整備工場を探すと「認証工場」「指定工場」という言葉が出てきます。どちらも国の制度に基づく区分ですが、できることが違います。急いでいるかどうかで選び分けると迷いません。

認証工場とは

分解整備(エンジン・ブレーキ・足回りなど、外して行う整備)を仕事として行うために必要な、地方運輸局長の認証を受けた工場です。認証を受けずに分解整備を業として行うことはできません。

車検も扱えますが、検査そのものは運輸支局や検査登録事務所の検査場へ車を持ち込んで受けます。そのぶん、車を預ける日数が長くなることがあります。

指定工場とは

認証工場のうち、一定の設備・技術者・検査体制を備えていると認められ、自社で保安基準への適合を検査できる指定を受けた工場です。「民間車検場」と呼ばれます。

検査場へ持ち込まずに車検を完了できるため、預ける日数が短く済むことが多くなります。

どちらに頼むか

急ぎなら指定工場が有利です。当日中や翌日に返してもらえることもあります。

一方で、指定工場だから技術が高い、認証工場だから劣る、という関係ではありません。指定を受けるには相応の設備投資が要るため、規模の小さい工場があえて認証のままにしている例は珍しくありません。

普段の点検や修理を頼む相手として選ぶなら、区分より「その車種を扱い慣れているか」のほうが効いてきます。

見分け方

工場の入口や事務所に標識が掲げられています。認証工場は「自動車分解整備事業」の認証番号、指定工場は「指定自動車整備事業」の指定番号が書かれています。

電話で「指定工場ですか、認証工場ですか」と聞けば答えてもらえます。車検を急いでいるなら、最初の電話で確認しておくと予定が立てやすくなります。

指定を受けるための条件

指定工場になるには、認証工場であることに加えて、車検の検査に必要な機器(テスターや検査ラインなど)を備えていること、自動車検査員の資格を持つ人を置いていることなどが求められます。

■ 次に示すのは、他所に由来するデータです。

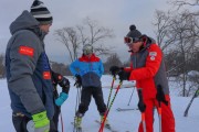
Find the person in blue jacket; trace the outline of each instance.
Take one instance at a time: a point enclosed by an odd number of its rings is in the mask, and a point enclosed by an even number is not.
[[[103,120],[106,111],[101,84],[104,67],[101,58],[93,53],[92,45],[83,46],[83,55],[70,65],[70,70],[76,77],[77,87],[82,86],[81,103],[75,114],[75,125],[81,128],[82,117],[88,110],[92,96],[95,99],[101,120]]]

検査員は、整備主任者としての実務経験を積んだうえで研修と試験を経て選任されます。つまり指定工場には、検査を任せられる人が必ずいるということです。

指定工場でも持ち込みになることがある

指定工場であっても、改造している車や、指定の範囲を超える大きさ・重さの車は、検査場へ持ち込むことになります。

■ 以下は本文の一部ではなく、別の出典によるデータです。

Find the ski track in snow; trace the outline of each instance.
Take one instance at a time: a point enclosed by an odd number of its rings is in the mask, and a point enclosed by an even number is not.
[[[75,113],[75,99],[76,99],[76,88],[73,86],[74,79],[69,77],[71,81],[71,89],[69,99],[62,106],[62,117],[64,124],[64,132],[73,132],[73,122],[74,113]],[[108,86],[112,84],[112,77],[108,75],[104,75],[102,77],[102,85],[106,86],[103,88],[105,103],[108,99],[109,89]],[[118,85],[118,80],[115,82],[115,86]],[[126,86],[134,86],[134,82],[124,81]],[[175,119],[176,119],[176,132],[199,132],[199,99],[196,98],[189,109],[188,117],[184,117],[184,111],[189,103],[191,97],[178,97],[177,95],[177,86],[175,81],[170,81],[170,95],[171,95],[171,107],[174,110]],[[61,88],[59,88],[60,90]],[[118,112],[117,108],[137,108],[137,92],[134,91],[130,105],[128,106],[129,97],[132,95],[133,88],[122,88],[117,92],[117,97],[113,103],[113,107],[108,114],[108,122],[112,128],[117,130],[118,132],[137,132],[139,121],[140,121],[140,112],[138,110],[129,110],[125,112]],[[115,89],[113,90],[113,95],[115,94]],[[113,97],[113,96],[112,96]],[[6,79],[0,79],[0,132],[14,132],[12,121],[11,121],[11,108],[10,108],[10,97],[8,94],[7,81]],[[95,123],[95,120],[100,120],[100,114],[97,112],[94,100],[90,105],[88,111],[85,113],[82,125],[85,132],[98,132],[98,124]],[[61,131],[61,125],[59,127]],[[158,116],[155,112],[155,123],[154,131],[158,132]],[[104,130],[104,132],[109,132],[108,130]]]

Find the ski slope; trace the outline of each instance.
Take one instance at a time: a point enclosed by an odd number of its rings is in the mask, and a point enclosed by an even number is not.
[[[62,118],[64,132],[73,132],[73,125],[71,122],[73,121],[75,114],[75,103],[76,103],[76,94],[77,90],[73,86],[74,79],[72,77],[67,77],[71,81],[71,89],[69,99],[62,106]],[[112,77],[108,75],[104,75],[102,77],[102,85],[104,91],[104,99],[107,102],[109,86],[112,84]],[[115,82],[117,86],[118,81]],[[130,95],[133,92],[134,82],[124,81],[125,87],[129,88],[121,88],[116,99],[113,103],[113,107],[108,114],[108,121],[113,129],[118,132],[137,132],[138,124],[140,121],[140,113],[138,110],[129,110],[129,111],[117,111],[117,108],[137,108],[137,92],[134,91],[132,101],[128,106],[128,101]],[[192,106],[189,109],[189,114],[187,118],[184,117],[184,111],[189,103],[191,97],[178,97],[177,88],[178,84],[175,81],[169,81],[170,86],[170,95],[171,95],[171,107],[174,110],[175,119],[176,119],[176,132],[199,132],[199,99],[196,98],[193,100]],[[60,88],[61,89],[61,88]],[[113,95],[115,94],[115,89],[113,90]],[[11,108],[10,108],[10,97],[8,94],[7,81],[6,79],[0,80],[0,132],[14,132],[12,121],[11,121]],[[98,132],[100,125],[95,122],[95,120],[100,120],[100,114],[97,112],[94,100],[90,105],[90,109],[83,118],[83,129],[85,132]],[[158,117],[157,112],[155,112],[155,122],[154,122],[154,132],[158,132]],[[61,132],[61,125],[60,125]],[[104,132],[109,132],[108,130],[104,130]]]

キャンピングカーや架装のある車、車高やマフラーを変えている車は、事前に「うちで検査できる車ですか」と聞いておくと確実です。

どちらでも検査の基準は同じ

指定工場が行う検査は、検査場の検査に代わるものです。基準が緩いわけでも厳しいわけでもありません。

「指定工場なら通りやすい」という理解は誤りです。通らない状態の車は、どちらでも通りません。